Per la concessione delle foto che accompagnano l’articolo si ringrazia Fondazione Prada.


[1] Pubblicato in Italia nel 2021 dalla casa editrice il Mulino con il titolo Né intelligente né artificiale. Il lato oscuro dell’IA.

[2] Per approfondire le diverse implicazioni del capitalismo immateriale si vedano: Stefano Quintarelli, Capitalismo immateriale, Bollati Boringhieri, Torino 2019; André Gorz, L’immateriale. Conoscenza, valore e capitale, Bollati Boringhieri, Torino 2003.

[3] Kate Crawford, Né intelligente né artificiale. Il lato oscuro dell’IA, il Mulino 2021, p. 320.

[4] Ivi, p. 321.

[5] A proposito di diverse “fazioni” nel settore dell’intelligenza artificiale vedasi, tra gli altri, Nitasha Tiku, Doomsday to utopia: Meet AI’s rival factions, «The Washington Post», 9 aprile 2023; Bruce Schneier e Nathan Sanders, The A.I. Wars Have Three Factions, and They All Crave Power, «The New York Times», 28 settembre 2023. A proposito della filosofia sottesa alla ricerca di una “superintelligenza” si veda Andrea Daniele Signorelli, Cos’è il lungotermismo, la nuova fanatica utopia della Silicon Valley, «Il Tascabile», 24 marzo 2023.

[6] Si veda a proposito il recente rapporto redatto dall’ONG Oxfam e presentato al World Economic Forum di Davos: Report | Oxfam International, INEQUALITY INC. How corporate power divides our world and the need for a new era of public action, 15 gennaio 2024.

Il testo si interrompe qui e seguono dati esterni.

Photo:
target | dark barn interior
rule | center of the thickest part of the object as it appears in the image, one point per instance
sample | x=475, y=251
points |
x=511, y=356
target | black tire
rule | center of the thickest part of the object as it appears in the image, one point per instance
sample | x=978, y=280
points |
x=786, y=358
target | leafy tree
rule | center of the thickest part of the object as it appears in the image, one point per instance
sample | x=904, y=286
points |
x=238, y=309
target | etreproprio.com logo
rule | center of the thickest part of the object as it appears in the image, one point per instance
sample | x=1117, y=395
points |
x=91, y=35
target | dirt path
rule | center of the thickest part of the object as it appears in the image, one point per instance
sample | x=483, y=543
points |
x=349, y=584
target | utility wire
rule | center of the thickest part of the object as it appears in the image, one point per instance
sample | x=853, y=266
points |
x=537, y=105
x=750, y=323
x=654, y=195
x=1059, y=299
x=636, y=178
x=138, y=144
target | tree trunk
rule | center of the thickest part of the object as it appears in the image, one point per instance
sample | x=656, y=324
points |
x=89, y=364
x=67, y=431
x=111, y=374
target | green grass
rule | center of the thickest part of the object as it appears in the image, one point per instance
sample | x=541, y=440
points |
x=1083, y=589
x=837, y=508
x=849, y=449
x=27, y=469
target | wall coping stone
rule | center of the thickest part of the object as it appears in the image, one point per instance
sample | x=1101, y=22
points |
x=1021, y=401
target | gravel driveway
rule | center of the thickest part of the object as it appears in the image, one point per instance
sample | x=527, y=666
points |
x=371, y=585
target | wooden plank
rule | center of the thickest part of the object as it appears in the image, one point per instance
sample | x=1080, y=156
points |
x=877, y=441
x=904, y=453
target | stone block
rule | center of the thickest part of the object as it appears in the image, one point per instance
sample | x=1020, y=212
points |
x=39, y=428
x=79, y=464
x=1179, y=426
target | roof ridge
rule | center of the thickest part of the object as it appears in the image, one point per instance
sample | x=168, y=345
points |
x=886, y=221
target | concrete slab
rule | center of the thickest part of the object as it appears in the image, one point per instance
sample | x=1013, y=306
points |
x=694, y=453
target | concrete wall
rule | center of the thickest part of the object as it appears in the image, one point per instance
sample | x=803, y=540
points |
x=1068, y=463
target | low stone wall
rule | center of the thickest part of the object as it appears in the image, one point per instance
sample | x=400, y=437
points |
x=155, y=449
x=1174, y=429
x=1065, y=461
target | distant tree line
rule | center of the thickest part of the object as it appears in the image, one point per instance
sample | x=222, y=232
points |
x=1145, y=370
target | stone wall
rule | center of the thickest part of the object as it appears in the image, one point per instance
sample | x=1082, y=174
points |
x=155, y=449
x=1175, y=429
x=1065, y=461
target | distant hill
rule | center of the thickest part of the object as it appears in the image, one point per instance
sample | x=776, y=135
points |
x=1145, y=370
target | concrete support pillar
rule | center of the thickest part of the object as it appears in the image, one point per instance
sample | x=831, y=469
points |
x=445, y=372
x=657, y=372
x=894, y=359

[7] Kate Crawford, op. cit. 325.

Scritto da
Daniele Molteni

Laureato in Relazioni internazionali all’Università Statale di Milano, lavora come editor e collabora con diverse realtà giornalistiche. È interessato a tematiche riguardanti la filosofia politica, la politica estera, la geoeconomia, i mutamenti sociali e politici e gli effetti della tecnologia sulla società. Ha partecipato al corso 2023 di “Traiettorie. Scuola di lettura del presente”.